Certains nouveaux patients, toutefois, n’éprouvent pas de détresse. « Plusieurs veulent simplement s’identifier à une collectivité quelconque. Ils se trouvent différents des autres depuis qu'ils sont tout petits. »

Dans certains cas, ce sont des professionnels de la santé qui adressent le patient au Dr Beauchamp-Châtel. Plusieurs éléments peuvent faire soupçonner la présence d’autisme chez un adulte. Par exemple, des difficultés persistantes dans les interactions ou les communications sociales ou encore un comportement stéréotypé, de la résistance au changement ou des intérêts réduits. Mais un élément supplémentaire doit s’ajouter. Il faut qu’en plus, la personne ait, par exemple, des problèmes à obtenir ou à garder un emploi, à maintenir des relations sociales ou bien qu'elle ait eu recours à des services en santé mentale, ait des antécédents de problèmes neurodéveloppementaux, etc.1

Des caractéristiques qui disparaissent

Chez l’adulte, poser un diagnostic d’autisme est complexe. Parce que les signes caractéristiques de l’affection, très visibles chez les jeunes enfants, s’atténuent avec le temps. « Chez les adultes qui n'ont pas de déficience intellectuelle, les stéréotypies comme les battements de mains, les torsions des doigts près des yeux, les mouvements répétitifs disparaissent le plus souvent. Les adultes ne présentent généralement pas non plus d’anomalies du langage évidentes ou d’écholalie », précise le Dr Beauchamp-Châtel.

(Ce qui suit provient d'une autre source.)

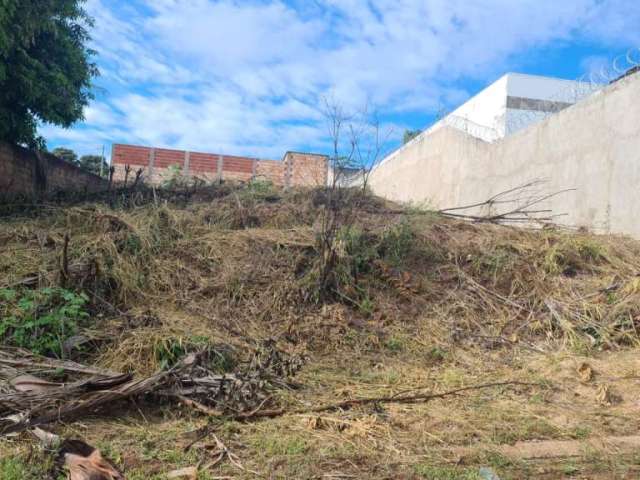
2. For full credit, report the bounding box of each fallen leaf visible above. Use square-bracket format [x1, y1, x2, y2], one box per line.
[596, 384, 622, 406]
[577, 362, 593, 383]
[167, 467, 198, 480]
[59, 439, 124, 480]
[9, 375, 62, 392]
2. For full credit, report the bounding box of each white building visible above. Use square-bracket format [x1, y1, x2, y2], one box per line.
[416, 73, 601, 142]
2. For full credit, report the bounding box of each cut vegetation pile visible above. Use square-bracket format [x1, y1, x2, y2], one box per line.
[0, 182, 640, 479]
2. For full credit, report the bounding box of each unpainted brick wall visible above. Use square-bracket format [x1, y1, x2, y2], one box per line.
[111, 144, 327, 186]
[0, 142, 108, 200]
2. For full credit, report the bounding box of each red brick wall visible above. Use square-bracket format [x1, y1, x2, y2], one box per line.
[112, 144, 327, 186]
[0, 142, 108, 199]
[284, 152, 328, 187]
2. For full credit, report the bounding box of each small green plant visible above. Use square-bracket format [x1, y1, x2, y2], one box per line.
[0, 287, 89, 357]
[413, 463, 483, 480]
[378, 220, 416, 267]
[162, 164, 187, 188]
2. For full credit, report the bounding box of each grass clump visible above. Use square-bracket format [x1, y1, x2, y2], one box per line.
[543, 237, 607, 276]
[413, 463, 483, 480]
[0, 287, 89, 357]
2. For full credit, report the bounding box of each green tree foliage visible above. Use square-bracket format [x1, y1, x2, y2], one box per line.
[78, 155, 109, 175]
[402, 130, 422, 145]
[0, 0, 98, 148]
[51, 147, 78, 165]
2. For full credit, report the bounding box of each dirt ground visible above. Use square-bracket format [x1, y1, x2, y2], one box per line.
[0, 183, 640, 480]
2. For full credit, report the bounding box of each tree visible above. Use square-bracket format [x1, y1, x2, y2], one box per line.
[78, 155, 109, 175]
[402, 130, 422, 145]
[0, 0, 98, 149]
[51, 147, 78, 165]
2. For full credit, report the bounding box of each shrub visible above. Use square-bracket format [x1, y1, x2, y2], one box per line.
[0, 287, 89, 357]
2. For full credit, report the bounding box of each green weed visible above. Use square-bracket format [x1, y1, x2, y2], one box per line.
[0, 287, 89, 357]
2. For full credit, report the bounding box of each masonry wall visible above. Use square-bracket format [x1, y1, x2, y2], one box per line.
[369, 74, 640, 238]
[0, 142, 108, 200]
[111, 144, 327, 186]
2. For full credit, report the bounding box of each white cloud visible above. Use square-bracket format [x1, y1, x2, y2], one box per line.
[43, 0, 640, 158]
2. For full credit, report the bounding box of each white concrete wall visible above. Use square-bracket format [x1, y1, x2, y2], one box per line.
[445, 75, 509, 141]
[502, 73, 603, 136]
[369, 74, 640, 238]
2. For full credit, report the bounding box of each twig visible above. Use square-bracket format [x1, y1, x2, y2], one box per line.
[228, 380, 541, 420]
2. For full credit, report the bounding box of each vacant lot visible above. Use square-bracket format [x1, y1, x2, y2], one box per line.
[0, 183, 640, 479]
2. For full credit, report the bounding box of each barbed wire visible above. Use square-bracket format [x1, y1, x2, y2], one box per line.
[505, 48, 640, 135]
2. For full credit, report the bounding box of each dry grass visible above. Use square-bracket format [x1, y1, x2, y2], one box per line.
[0, 183, 640, 479]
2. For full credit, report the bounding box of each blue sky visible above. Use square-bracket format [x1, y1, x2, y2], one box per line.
[41, 0, 640, 159]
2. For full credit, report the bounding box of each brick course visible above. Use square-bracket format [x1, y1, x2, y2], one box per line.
[111, 144, 327, 186]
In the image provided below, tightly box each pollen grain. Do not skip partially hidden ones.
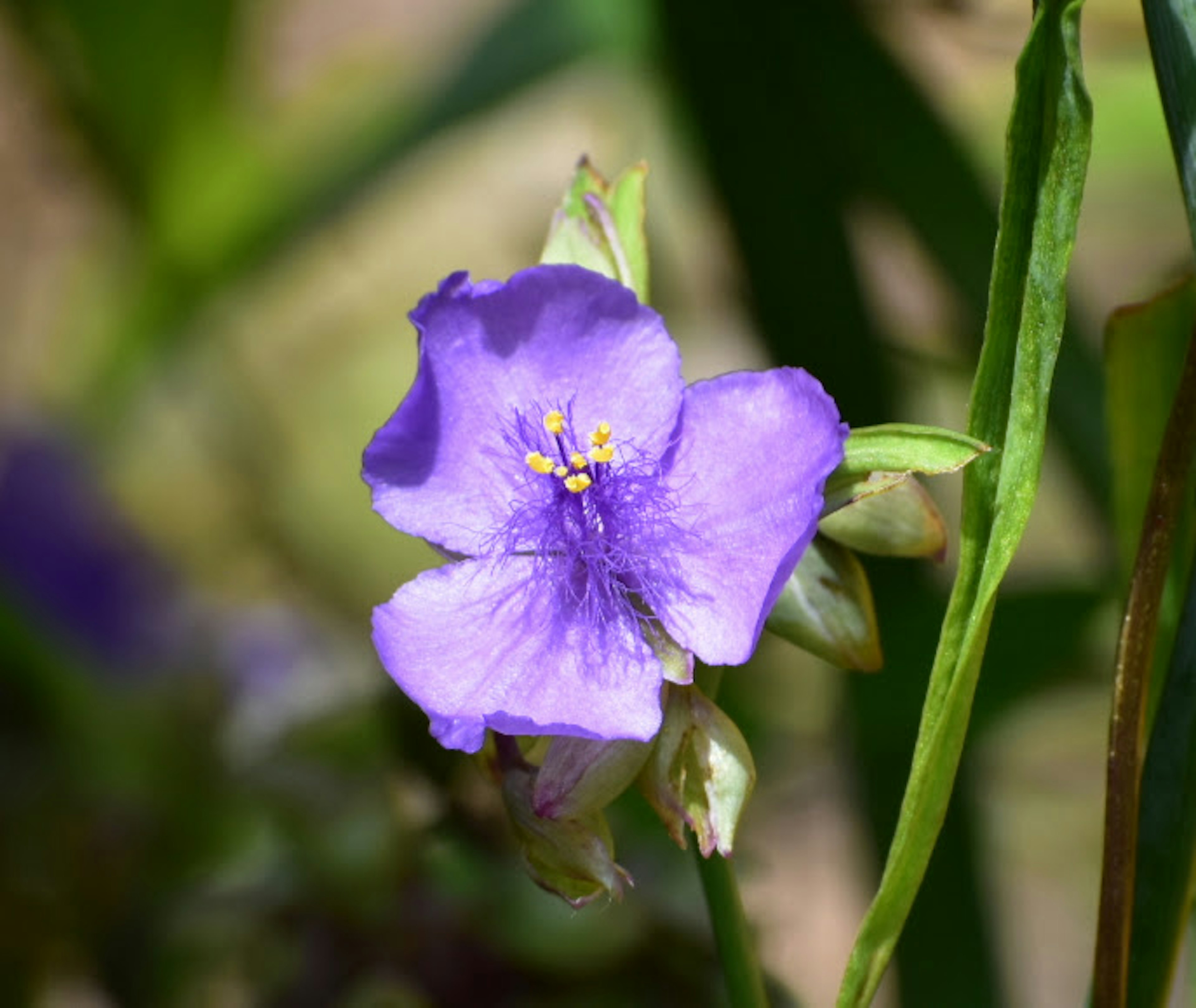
[524,452,555,476]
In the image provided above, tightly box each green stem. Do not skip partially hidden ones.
[694,665,768,1008]
[694,845,768,1008]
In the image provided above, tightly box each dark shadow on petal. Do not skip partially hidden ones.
[361,354,440,488]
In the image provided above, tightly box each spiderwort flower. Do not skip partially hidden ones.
[363,265,847,752]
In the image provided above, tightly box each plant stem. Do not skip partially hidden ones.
[1092,332,1196,1008]
[694,844,768,1008]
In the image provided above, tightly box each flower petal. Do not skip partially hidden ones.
[657,367,847,665]
[373,556,664,752]
[363,265,684,555]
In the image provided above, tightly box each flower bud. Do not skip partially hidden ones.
[766,535,884,672]
[502,764,632,908]
[640,686,756,857]
[539,158,648,304]
[531,735,652,819]
[818,473,947,561]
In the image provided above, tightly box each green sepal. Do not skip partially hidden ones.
[764,536,884,672]
[823,423,989,516]
[502,764,632,908]
[531,735,652,819]
[818,472,947,561]
[539,158,648,304]
[640,685,756,857]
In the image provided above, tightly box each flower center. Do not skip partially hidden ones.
[493,405,692,624]
[524,409,615,494]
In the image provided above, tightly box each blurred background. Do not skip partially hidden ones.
[0,0,1190,1008]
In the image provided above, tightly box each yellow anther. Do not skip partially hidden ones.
[590,420,610,445]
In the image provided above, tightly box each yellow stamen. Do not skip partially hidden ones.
[524,452,553,476]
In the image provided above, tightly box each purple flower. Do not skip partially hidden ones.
[363,265,847,752]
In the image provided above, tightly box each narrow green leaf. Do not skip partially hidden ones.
[823,423,988,515]
[818,478,947,559]
[1125,555,1196,1008]
[1092,340,1196,1008]
[838,0,1091,1006]
[1142,0,1196,248]
[1105,276,1196,579]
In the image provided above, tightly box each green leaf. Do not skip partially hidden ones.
[823,423,988,515]
[764,536,884,672]
[1105,276,1196,579]
[1125,559,1196,1008]
[1142,0,1196,248]
[838,0,1091,1006]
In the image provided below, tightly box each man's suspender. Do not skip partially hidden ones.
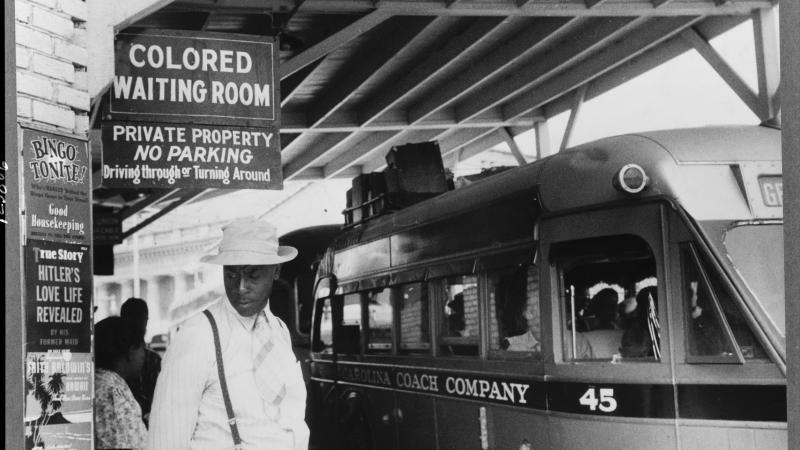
[203,310,242,449]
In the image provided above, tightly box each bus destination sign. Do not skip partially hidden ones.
[758,175,783,208]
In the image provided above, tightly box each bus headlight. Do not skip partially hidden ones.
[612,164,650,194]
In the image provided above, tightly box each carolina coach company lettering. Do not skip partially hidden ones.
[341,367,392,386]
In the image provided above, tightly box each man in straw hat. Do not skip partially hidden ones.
[148,219,309,450]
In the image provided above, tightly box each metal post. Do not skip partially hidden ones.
[780,0,800,448]
[3,2,25,448]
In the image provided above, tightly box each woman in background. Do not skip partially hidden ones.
[94,316,147,449]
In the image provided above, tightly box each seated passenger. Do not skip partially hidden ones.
[567,288,623,359]
[621,286,657,358]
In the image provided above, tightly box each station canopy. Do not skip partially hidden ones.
[92,0,774,236]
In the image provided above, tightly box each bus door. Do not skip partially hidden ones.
[670,209,787,448]
[540,203,677,448]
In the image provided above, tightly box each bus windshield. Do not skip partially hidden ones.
[725,224,786,336]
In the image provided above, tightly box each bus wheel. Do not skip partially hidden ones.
[338,391,374,450]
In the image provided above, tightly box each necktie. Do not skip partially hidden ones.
[253,311,286,408]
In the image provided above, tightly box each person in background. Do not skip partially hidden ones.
[120,297,161,425]
[94,316,147,450]
[148,219,309,450]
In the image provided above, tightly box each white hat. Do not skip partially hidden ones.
[200,219,297,266]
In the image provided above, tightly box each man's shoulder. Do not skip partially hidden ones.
[175,312,220,340]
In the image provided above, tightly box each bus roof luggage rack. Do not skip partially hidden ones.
[342,142,452,228]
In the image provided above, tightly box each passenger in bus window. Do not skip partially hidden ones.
[568,288,623,359]
[494,266,541,352]
[445,292,467,336]
[620,286,660,359]
[689,281,733,355]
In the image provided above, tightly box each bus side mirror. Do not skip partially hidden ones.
[333,325,361,354]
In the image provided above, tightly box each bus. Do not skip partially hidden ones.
[309,127,797,450]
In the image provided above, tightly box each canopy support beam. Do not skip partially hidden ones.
[681,28,767,121]
[752,8,781,121]
[559,83,589,151]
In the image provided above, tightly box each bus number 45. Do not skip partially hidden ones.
[578,388,617,412]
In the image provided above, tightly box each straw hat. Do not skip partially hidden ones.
[200,219,297,266]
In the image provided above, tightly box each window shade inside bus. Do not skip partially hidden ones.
[389,267,428,285]
[426,258,476,279]
[478,247,536,270]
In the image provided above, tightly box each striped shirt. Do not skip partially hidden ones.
[147,299,309,450]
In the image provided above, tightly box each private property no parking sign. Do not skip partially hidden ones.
[102,30,283,189]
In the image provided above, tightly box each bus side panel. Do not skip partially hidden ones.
[549,415,672,450]
[490,408,550,450]
[436,399,484,450]
[395,391,436,450]
[680,424,788,450]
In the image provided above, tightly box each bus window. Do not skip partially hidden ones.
[725,224,786,336]
[488,265,542,353]
[441,275,479,356]
[334,293,361,353]
[554,235,661,362]
[393,283,431,353]
[313,298,333,354]
[366,289,392,352]
[682,244,766,363]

En outre, l’adulte peut recourir à des stratégies de compensation pour dissimuler son autisme. Regarder dans les yeux, sembler s’intéresser aux autres, etc. « Dans l’étude de Mme Lucy Anne Livingston, la compensation permettait à certains participants de se comporter comme une personne neurotypique2. Ces données mettent ainsi en garde contre le fait de poser ou d’exclure des diagnostics sans évaluation approfondie. »

Remonter le temps pour poser un diagnostic

Comment alors établir le diagnostic ? Cela nécessite un travail d’enquête. Le psychiatre doit remonter dans le temps avec le patient. Il va l’interroger sur son enfance. Avait-il des amis ? Que faisait-il avec eux ? A-t-il souffert d'intimidation ?

« Il faut trouver dans la trajectoire développementale suffisamment d’indices liés à l’autisme. On va chercher des éléments précis sur la socialisation. Parce que l’autisme ne peut pas apparaître à 25 ans. Il faut qu'il y ait des traces dans le passé, indique le Dr Beauchamp-Châtel. On va aller chercher tout le rapport au monde. On va regarder si la personne avait des comportements répétitifs, des jeux d’alignement, des intérêts importants ou bizarres. Le patient les a-t-il toujours ? Quelle est sa réaction aux changements mineurs, aux modifications de la routine ? Etc. »

L’idéal pour le clinicien est de rencontrer les parents. « On va les interroger sur le développement du patient en bas âge et sur les jalons développementaux comme l’âge de la marche, l’apparition du langage. De quoi le patient avait-il l’air au cours de la petite enfance ? Avait-il des problèmes de comportement ? Comment était-il à la garderie ? On fait une évaluation longitudinale », explique le psychiatre.

Le plus difficile reste cependant le diagnostic différentiel. Parce que divers troubles peuvent avoir des conséquences semblables à celles de l’autisme. La phobie sociale, l’anxiété, les troubles de la personnalité, le trouble obsessionnel compulsif, etc. « Il faut faire des déductions sur la nature de la difficulté qui amène les problèmes de socialisation. Est-ce que le patient a toujours eu des difficultés fondamentales à comprendre les interactions sociales ou a-t-il eu plutôt des problèmes affectifs importants à cause d’un vécu difficile ? »//

Bibliographie

1. National Institute for health and Care Excellence. Autism spectrum disorder in adults: diagnosis and management - Clinical guideline. Site Internet: https://bit.ly/2kgmpxo

2. Livingston L, Shah P, Happé F. Compensatory strategies below the behavioural surface in autism: a qualitative study. Lancet Psychiatry 2019 ; 6 (9) : 766-77.